Summary

Curating large-scale datasets is crucial for pretraining large language models (LLMs). NVIDIA NeMo Data Curator is a scalable data-curation tool that enables the creation of trillion-token multilingual datasets. This article explores the capabilities of NeMo Data Curator, its benefits, and how it can be used to prepare high-quality datasets for LLM pretraining.

Simplifying Trillion-Token Dataset Curation with NVIDIA NeMo Data Curator

The demand for large-scale datasets for pretraining LLMs is growing rapidly. To meet this need, NVIDIA has developed and released NeMo Data Curator, a scalable data-curation tool that enables the creation of trillion-token multilingual datasets. This tool is part of the NeMo framework and is designed to streamline the data-curation process, making it faster and more efficient.

Key Features of NeMo Data Curator

NeMo Data Curator offers several key features that make it an ideal tool for curating large-scale datasets:

  • Scalability: NeMo Data Curator can scale to thousands of compute cores, allowing for the rapid processing of large datasets.
  • Flexibility: The tool provides workflows to download and curate data from various public sources, such as Common Crawl, Wikipedia, and arXiv. It also allows developers to customize data curation pipelines to address unique requirements.
  • GPU Acceleration: With GPU acceleration, organizations can achieve 20x faster and 5x cheaper deduplication than CPU-based methods.

Data Curation Pipeline

The data curation pipeline in NeMo Data Curator includes several stages:

  • Data Download: Downloading data from public sources or private repositories.
  • Text Extraction: Extracting text from downloaded data.
  • Text Reformatting and Cleaning: Cleaning and reformatting text data to ensure consistency and quality.
  • Quality Filtering: Applying heuristic filters to remove low-quality data.
  • Deduplication: Removing duplicate records to ensure dataset uniqueness.

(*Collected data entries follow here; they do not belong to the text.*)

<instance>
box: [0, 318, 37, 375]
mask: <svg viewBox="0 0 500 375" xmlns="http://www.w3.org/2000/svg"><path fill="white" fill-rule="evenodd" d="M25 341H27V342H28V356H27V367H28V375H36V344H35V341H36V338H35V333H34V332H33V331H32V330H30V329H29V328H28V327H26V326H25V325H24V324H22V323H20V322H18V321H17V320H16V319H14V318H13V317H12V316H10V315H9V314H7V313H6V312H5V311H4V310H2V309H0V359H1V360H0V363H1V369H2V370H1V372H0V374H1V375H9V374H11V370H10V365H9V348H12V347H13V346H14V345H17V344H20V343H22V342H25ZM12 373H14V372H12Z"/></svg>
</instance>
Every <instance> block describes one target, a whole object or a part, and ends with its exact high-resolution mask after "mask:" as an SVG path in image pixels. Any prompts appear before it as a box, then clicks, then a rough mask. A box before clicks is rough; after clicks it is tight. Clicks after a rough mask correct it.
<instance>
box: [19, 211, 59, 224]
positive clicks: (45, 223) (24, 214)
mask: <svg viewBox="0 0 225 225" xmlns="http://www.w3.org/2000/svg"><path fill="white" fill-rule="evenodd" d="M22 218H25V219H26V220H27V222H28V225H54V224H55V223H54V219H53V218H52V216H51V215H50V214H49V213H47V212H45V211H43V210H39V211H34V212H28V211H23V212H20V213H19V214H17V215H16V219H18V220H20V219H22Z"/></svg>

Case Study: Curating a 2T Token Dataset

NVIDIA used NeMo Data Curator to prepare a 2T token dataset for pretraining a 43B-parameter multilingual large foundation model. The dataset included 53 natural languages and 37 programming languages, and was curated from 8.7 TB of text data using a CPU cluster of more than 6K CPUs.

Benefits of NeMo Data Curator

NeMo Data Curator offers several benefits for LLM developers:

  • Improved Data Quality: The tool ensures high-quality data by applying rigorous cleaning and filtering processes.
  • Faster Processing: With GPU acceleration and scalability, NeMo Data Curator can process large datasets much faster than traditional methods.
  • Customization: Developers can customize data curation pipelines to meet specific requirements.

Table: Comparison of Deduplication Methods

Method Time Cost
CPU-Based Deduplication 37 hours High
GPU-Accelerated Deduplication 3 hours Low

Table: Benefits of NeMo Data Curator

Benefit Description
Improved Data Quality Ensures high-quality data through rigorous cleaning and filtering processes.
Faster Processing Processes large datasets much faster than traditional methods with GPU acceleration and scalability.
Customization Allows developers to customize data curation pipelines to meet specific requirements.

Table: Case Study Results

Dataset Size Number of Languages Processing Time
2T tokens 53 natural languages, 37 programming languages Several hours with NeMo Data Curator

Conclusion

NVIDIA NeMo Data Curator is a powerful tool for curating large-scale datasets for LLM pretraining. Its scalability, flexibility, and GPU acceleration make it an ideal solution for organizations looking to improve the accuracy and efficiency of their LLMs. By using NeMo Data Curator, developers can create high-quality datasets that lead to better downstream performance and faster model convergence.